Dear Stable kernel Contributors
Observed Futex kernel crash while using navigation app in Broxton Device flashed with Normal 4.9.x kernel.
Futex Crash details are given below.
{{
1>[ 1383.591633] Time of kernel crash: (2021-02-16 12:04:19)
<1>[ 1383.597480] BUG: unable to handle kernel NULL pointer dereference at (null)

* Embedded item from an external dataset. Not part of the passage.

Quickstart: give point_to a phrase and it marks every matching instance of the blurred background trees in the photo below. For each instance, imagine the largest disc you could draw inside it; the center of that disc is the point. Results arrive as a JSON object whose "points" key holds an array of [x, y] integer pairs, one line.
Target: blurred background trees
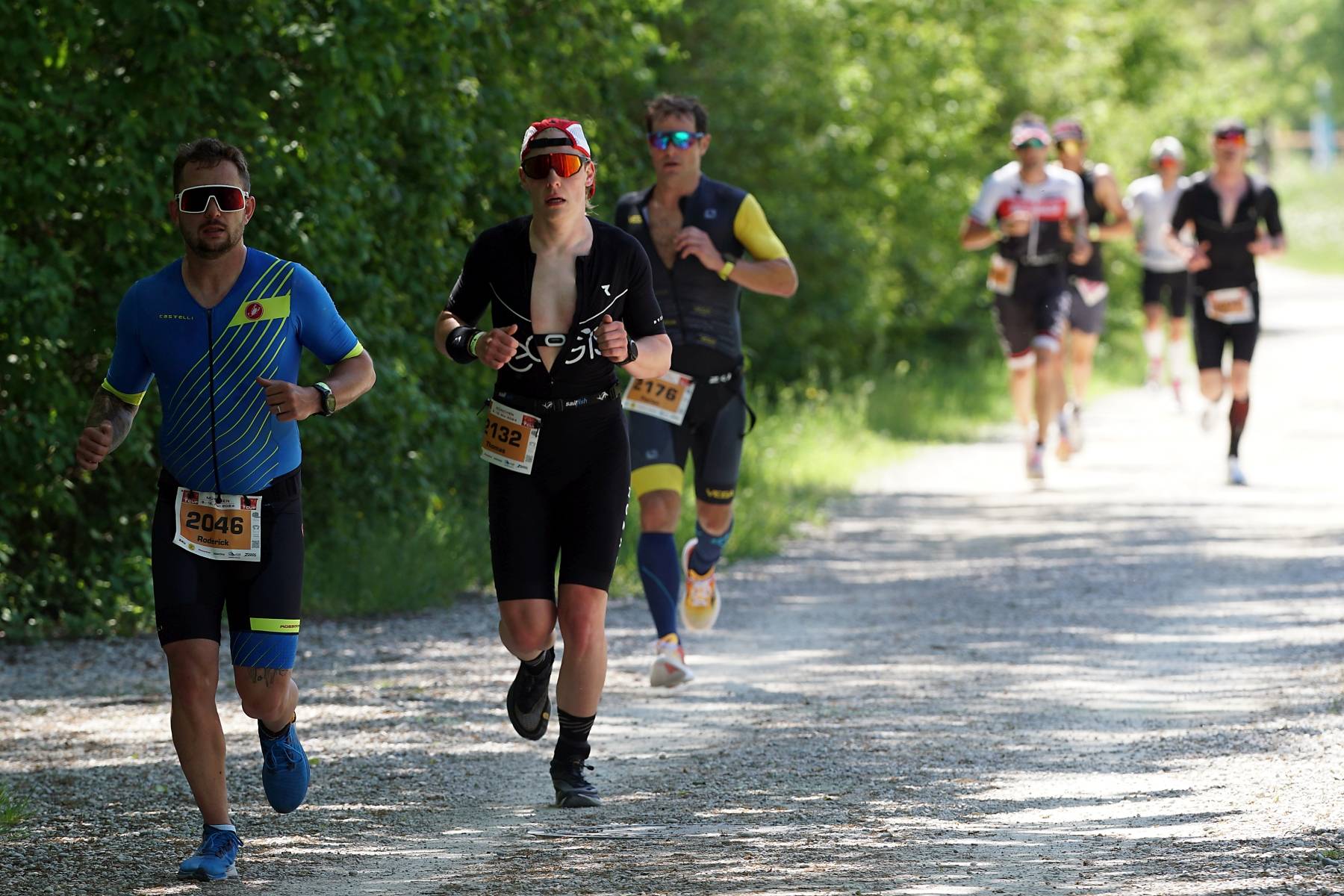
{"points": [[383, 136]]}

<1>[ 1383.606247] IP: [<ffffffffa211c271>] futex_wake+0xe1/0x180
<4>[ 1383.612386] PGD 130f62067
<4>[ 1383.615209] PUD 130f61067
<4>[ 1383.618230] PMD 0
<4>[ 1383.620275]
<4>[ 1383.621926] Oops: 0000 [#1] PREEMPT SMP
<4>[ 1383.626211] Modules linked in: bcmdhd(O) sxmio(C) rfkill_gpio cfg80211 ehset dwc3_pci dwc3 ishtp_tty_client dabridge camera_status mei_me anc_ipc igb_avb(O) mei xhci_pci xhci_hcd intel_ish_ipc intel_ishtp snd_soc_bxt_ivi_ull trusty_timer trusty_wall trusty_log trusty_virtio trusty_ipc dcsd_ts trusty_mem cyttsp6_i2c snd_soc_skl trusty snd_soc_skl_ipc snd_soc_sst_ipc cyttsp6_device_access snd_soc_sst_dsp snd_soc_sst_acpi virtio_ring snd_soc_sst_match snd_hda_ext_core cyttsp6_debug snd_hda_core dcsd_display virtio cyttsp6 [last unloaded: bcmdhd]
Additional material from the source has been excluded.